In the formation of successive similar elements for a web structure from a web source, successive lengths of the material may be moved through a forming machine in a time stepped manner. For example, in a bag making machine, a web of indefinitive length is moved by appropriate feed rolls from a supply into a sealing and cutoff machine or apparatus. For example, U.S. Pat. No. 3,722,376 which issued Mar. 27, 1973 and U.S. Pat. No. 4,425,988 which issued Jan. 17, 1984 disclose bag making machines including a seal and cutoff unit with a reciprocating sealing bar. A web of indefinite length is passed from a supply beneath the sealing bar and a platen in the raised or open position, and then stopped. The bar moves down to seal and thermally sever the web and form a bag. The bag length is controlled by the length of web fed into the sealing and severing unit.
Various means for intermittent feeding of the web have been suggested.
The web feed apparatus generally includes feed rolls adapted to pressure engage the web and transport the web into and through the seal and severing bar apparatus. A drive unit provides for acceleration of the web for feeding of the web followed by a corresponding dwell period during which the seal bar unit is operative to seal and sever the web. The drive rolls are generally coupled through a clutch-brake system or mechanism to establish appropriate interrelated relation between the feed rolls and the other components of the bag making machine including the seal bar unit.

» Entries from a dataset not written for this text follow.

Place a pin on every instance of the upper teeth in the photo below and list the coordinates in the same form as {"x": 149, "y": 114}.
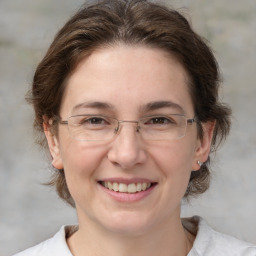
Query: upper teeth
{"x": 126, "y": 188}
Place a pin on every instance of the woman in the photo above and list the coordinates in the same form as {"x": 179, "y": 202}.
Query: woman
{"x": 127, "y": 98}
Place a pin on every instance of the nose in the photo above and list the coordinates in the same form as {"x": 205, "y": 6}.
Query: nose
{"x": 127, "y": 149}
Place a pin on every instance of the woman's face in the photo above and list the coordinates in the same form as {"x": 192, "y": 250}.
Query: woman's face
{"x": 127, "y": 83}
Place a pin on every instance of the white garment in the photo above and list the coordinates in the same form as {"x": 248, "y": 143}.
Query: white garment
{"x": 207, "y": 243}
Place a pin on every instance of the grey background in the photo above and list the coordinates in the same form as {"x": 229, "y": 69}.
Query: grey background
{"x": 31, "y": 212}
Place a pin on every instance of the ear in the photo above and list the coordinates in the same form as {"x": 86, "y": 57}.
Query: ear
{"x": 53, "y": 144}
{"x": 204, "y": 145}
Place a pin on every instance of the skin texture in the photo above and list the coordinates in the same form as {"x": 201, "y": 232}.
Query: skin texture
{"x": 128, "y": 78}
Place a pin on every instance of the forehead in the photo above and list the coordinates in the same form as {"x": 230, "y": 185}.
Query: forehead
{"x": 126, "y": 77}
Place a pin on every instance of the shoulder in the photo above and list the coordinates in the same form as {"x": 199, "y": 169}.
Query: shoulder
{"x": 56, "y": 246}
{"x": 209, "y": 242}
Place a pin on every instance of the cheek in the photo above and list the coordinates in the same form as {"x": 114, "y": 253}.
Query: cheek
{"x": 80, "y": 160}
{"x": 174, "y": 159}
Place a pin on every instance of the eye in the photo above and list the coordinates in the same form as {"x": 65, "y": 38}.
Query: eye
{"x": 93, "y": 121}
{"x": 160, "y": 120}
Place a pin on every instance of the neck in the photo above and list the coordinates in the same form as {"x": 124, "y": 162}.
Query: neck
{"x": 170, "y": 237}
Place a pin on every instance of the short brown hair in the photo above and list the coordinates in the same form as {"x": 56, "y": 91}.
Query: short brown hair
{"x": 132, "y": 22}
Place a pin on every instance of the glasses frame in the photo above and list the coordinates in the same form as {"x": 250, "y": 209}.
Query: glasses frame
{"x": 189, "y": 121}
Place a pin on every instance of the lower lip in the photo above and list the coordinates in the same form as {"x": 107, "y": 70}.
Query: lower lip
{"x": 128, "y": 197}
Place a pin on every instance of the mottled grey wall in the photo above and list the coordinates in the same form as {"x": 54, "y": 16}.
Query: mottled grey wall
{"x": 31, "y": 212}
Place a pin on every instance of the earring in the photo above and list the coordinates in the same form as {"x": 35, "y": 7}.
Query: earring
{"x": 199, "y": 163}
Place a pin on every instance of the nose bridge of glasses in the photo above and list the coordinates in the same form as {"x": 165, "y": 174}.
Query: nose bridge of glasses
{"x": 117, "y": 129}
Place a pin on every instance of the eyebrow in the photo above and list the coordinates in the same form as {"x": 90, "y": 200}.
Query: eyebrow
{"x": 93, "y": 104}
{"x": 155, "y": 105}
{"x": 151, "y": 106}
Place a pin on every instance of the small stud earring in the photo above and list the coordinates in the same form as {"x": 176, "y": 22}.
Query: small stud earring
{"x": 199, "y": 163}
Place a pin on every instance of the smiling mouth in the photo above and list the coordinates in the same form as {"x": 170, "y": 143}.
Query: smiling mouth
{"x": 127, "y": 188}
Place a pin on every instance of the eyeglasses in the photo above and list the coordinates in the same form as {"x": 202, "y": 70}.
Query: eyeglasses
{"x": 104, "y": 128}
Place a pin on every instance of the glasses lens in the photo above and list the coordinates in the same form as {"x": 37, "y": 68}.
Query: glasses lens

A harmonic drive system is used to control the intermittent motion of the indexing feed rolls and web in a bag machine. The drive establishes a sine wave motion to the input of a clutch-brake unit between a drive motor and the feed rolls. The harmonic drive system consists of a variable radius crank shaft which is connected to a gear rack engaged with a pinion gear. The pinion gear indirectly drives the input of the clutch-brake unit. The web movement and bag length is determined by the crank radius and is changed by changing the radius of the crank shaft through use of a bi-directional motor.
The web is moved by energizing the clutch during the positive half cycle of the sine wave. During the negative half cycle of the sine wave, the brake is energized. Sealing, cutting and other auxiliary functions are performed on the web with the feed rolls stationary. The clutch and brake switching must be done at the zero velocity cross-over points in the sine wave to eliminate shock loading of the machine and rapid wear of the clutch brake. The machine is therefore limited to a 180 degree clutch and feed cycle and a 180 degree brakework cycle.
A second system used on bag machines consists of a motor driven positive infinitely variable (PIV) drive driving the input shaft of a clutch-brake system at a constant speed. The clutch-brake system is electrically actuated to set either the clutch or the brake to alternately move the web or hold the web stationary. A cam, essentially a duplicate of the seal unit, actuates the clutch-brake systems, and can accommodate an unequal clutch-brake cycle because the clutch input shaft speed does not change during the machine cycle and engagement speed is always the same. However, the variable drive system is generally limited to reduced cycle rate machines and causes a more rapid wear of the clutch-brake system than the sine wave harmonic drive system. Bag length is changed by changing the output speed of the variable drive with a constant input. Thus, if machine cycle rate remains constant, the feed rolls rotate further during the same time period thus developing a longer bag.